SLC34A2 is a gene that encodes the sodium-phosphate transport protein 2B in humans. This protein is integral to the process of phosphate regulation in the body, playing a critical role in both renal and pulmonary systems. The gene is located on chromosome 4p15.2 and consists of multiple exons that span more than 30 kilobases.

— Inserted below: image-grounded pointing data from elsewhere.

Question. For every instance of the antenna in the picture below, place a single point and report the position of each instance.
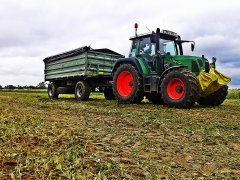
(148, 29)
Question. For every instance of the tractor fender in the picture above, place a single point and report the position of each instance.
(132, 61)
(169, 69)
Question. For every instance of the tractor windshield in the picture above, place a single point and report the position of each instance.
(168, 47)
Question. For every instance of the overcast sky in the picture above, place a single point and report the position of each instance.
(31, 30)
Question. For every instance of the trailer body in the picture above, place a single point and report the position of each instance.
(93, 67)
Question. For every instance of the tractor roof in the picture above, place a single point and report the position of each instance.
(165, 34)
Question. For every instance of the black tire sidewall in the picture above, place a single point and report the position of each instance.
(187, 89)
(133, 97)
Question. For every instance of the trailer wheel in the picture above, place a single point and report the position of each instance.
(108, 94)
(127, 84)
(82, 91)
(214, 99)
(180, 88)
(154, 98)
(52, 91)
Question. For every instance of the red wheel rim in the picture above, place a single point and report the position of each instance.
(125, 83)
(176, 88)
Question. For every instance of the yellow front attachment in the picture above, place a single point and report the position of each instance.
(212, 81)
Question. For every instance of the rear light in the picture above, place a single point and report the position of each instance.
(136, 25)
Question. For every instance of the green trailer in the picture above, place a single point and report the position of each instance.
(81, 71)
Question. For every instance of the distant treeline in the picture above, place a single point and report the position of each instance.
(41, 85)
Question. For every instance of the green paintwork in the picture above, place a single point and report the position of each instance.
(184, 60)
(88, 64)
(144, 67)
(178, 60)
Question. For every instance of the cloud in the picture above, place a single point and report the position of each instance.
(34, 29)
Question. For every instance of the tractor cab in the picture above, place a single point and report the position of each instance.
(159, 50)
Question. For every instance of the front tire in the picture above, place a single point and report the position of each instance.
(180, 88)
(82, 91)
(214, 99)
(127, 84)
(52, 91)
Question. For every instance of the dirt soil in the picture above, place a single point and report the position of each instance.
(98, 139)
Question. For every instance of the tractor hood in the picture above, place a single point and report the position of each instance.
(210, 79)
(193, 63)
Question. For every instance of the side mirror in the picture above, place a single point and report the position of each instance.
(192, 46)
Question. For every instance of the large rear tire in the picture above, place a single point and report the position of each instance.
(52, 91)
(180, 88)
(214, 99)
(82, 91)
(127, 84)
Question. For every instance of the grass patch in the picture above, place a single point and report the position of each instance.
(42, 138)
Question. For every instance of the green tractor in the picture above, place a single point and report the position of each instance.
(157, 69)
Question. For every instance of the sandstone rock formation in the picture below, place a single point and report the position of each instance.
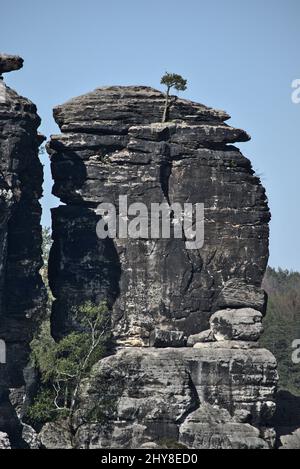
(8, 63)
(111, 145)
(186, 322)
(145, 394)
(21, 290)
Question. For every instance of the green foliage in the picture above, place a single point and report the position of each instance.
(173, 80)
(65, 364)
(46, 246)
(282, 324)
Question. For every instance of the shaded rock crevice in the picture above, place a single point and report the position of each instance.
(22, 293)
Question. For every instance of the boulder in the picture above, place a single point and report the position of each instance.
(202, 337)
(237, 324)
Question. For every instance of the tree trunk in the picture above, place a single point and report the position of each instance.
(166, 109)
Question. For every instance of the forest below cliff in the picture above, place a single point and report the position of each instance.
(282, 324)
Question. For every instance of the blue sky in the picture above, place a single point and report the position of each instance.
(238, 55)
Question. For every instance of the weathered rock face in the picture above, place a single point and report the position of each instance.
(206, 383)
(111, 145)
(21, 290)
(203, 398)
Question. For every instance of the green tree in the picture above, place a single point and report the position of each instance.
(65, 364)
(171, 80)
(282, 324)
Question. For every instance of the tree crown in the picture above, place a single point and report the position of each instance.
(173, 80)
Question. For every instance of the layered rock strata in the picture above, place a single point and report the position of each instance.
(186, 321)
(112, 144)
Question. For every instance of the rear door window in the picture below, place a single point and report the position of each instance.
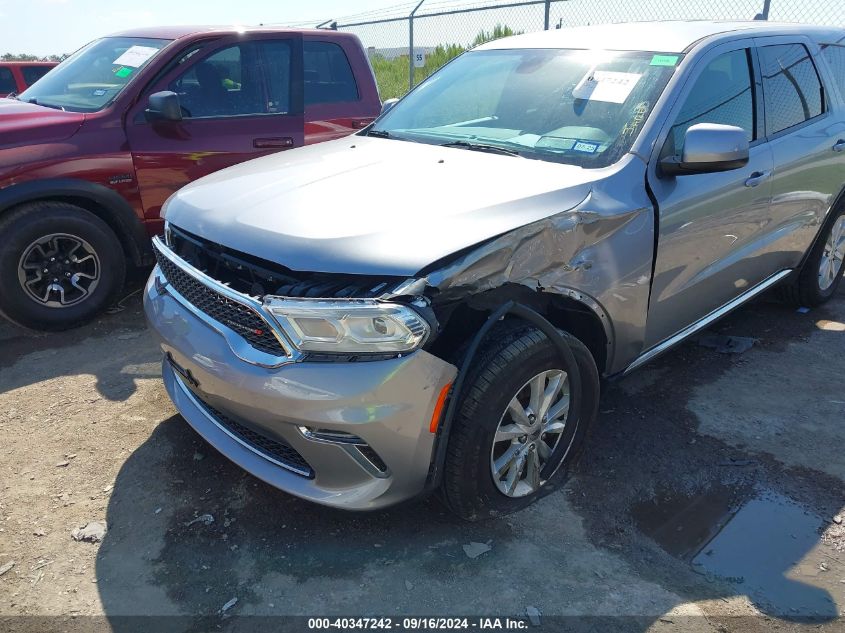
(276, 60)
(328, 75)
(31, 74)
(791, 85)
(7, 80)
(834, 55)
(722, 94)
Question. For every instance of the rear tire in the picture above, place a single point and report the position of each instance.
(60, 265)
(485, 432)
(821, 273)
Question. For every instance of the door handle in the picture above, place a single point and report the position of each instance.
(273, 143)
(757, 177)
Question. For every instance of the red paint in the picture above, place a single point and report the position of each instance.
(144, 162)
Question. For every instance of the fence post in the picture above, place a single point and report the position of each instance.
(764, 14)
(411, 46)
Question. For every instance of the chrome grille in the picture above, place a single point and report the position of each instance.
(236, 316)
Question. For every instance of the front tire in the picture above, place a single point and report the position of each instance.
(59, 267)
(821, 274)
(514, 439)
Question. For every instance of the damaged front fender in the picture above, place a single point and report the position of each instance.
(598, 253)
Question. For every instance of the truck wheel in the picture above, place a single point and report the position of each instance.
(822, 272)
(59, 265)
(514, 438)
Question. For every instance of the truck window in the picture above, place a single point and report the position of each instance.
(328, 75)
(834, 55)
(31, 74)
(277, 61)
(721, 94)
(791, 85)
(7, 81)
(229, 82)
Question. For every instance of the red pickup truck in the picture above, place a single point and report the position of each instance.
(18, 76)
(89, 153)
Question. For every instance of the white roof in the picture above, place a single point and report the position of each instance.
(668, 37)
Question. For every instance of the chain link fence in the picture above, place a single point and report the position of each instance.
(409, 41)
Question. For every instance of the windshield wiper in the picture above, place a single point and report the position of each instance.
(481, 147)
(35, 101)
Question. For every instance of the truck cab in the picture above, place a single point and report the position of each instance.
(89, 154)
(16, 77)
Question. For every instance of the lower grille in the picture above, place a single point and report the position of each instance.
(236, 316)
(276, 450)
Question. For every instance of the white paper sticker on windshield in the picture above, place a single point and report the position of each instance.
(135, 56)
(606, 85)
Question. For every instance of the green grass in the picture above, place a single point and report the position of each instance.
(392, 74)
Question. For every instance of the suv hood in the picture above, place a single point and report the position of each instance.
(24, 123)
(373, 206)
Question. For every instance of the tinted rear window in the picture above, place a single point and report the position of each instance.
(793, 92)
(835, 56)
(328, 75)
(7, 80)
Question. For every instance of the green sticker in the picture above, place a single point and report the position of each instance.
(664, 60)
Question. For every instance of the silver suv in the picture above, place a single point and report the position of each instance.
(430, 304)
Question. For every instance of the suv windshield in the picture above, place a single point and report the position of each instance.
(571, 106)
(91, 78)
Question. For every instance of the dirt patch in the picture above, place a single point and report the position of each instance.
(87, 433)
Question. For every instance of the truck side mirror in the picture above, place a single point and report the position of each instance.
(709, 148)
(163, 106)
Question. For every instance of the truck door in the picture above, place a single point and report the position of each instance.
(241, 98)
(710, 225)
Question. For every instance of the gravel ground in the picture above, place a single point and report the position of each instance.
(706, 502)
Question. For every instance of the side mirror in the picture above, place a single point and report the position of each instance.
(164, 106)
(388, 104)
(709, 148)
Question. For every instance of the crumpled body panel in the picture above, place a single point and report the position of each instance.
(599, 253)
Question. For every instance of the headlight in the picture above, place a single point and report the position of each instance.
(349, 326)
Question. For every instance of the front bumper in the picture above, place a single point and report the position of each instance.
(254, 414)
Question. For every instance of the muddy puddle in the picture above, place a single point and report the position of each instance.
(765, 544)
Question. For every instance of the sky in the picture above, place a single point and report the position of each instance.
(44, 27)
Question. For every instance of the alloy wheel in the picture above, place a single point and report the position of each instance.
(833, 255)
(528, 433)
(59, 270)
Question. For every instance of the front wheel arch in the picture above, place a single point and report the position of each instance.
(97, 199)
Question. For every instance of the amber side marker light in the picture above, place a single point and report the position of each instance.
(438, 408)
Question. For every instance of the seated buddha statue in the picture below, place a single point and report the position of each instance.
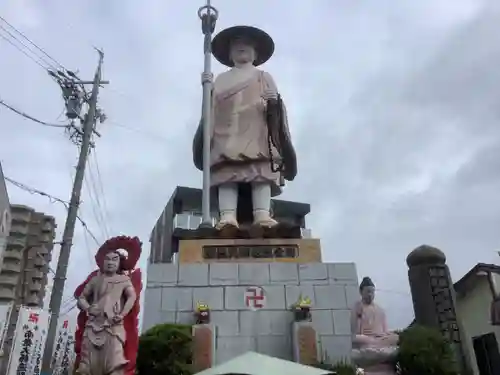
(374, 346)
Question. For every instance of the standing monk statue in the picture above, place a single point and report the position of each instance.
(251, 149)
(107, 335)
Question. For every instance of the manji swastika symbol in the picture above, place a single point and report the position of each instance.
(255, 297)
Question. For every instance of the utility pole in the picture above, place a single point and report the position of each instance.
(208, 16)
(89, 120)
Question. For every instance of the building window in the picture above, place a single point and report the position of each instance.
(181, 221)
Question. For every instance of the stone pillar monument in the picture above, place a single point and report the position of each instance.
(434, 297)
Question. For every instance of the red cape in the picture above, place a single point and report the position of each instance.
(130, 322)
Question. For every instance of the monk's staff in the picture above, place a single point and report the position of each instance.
(208, 16)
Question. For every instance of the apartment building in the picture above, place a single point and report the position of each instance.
(4, 216)
(26, 263)
(183, 211)
(27, 256)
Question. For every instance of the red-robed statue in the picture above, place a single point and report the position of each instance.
(107, 335)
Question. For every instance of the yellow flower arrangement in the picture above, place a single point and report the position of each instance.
(201, 307)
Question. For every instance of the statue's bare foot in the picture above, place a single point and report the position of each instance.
(226, 223)
(264, 219)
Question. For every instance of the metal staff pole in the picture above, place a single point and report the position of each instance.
(208, 16)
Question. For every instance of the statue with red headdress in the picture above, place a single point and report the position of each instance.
(107, 337)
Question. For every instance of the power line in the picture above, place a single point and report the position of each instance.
(23, 114)
(99, 191)
(35, 191)
(25, 46)
(52, 199)
(23, 52)
(31, 42)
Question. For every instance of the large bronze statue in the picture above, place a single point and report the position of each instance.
(251, 149)
(107, 336)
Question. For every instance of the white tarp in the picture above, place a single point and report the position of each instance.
(5, 310)
(62, 357)
(252, 363)
(5, 219)
(29, 342)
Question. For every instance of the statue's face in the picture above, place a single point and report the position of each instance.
(368, 294)
(242, 51)
(111, 263)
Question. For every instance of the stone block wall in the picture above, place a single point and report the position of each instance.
(173, 290)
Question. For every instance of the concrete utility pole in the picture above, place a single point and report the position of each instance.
(89, 121)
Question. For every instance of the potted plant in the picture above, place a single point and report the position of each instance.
(202, 313)
(302, 309)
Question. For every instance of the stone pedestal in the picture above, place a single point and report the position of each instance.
(203, 347)
(250, 250)
(305, 343)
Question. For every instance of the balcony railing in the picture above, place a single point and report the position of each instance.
(188, 220)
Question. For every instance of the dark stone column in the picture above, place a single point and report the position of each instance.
(433, 298)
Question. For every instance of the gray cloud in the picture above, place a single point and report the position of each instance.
(392, 106)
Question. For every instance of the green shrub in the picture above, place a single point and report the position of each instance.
(340, 368)
(424, 350)
(165, 349)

Function[edit | edit source]

The SLC34A2 gene produces a protein that functions as a sodium-dependent phosphate transporter. It is primarily expressed in the lungs and kidneys, where it facilitates the uptake of phosphate into cells. In the kidneys, this protein is involved in the reabsorption of phosphate, a critical process for maintaining the balance of phosphate and calcium in the body. In the lungs, SLC34A2 helps maintain the pulmonary surfactant, a substance crucial for proper lung function and respiratory health.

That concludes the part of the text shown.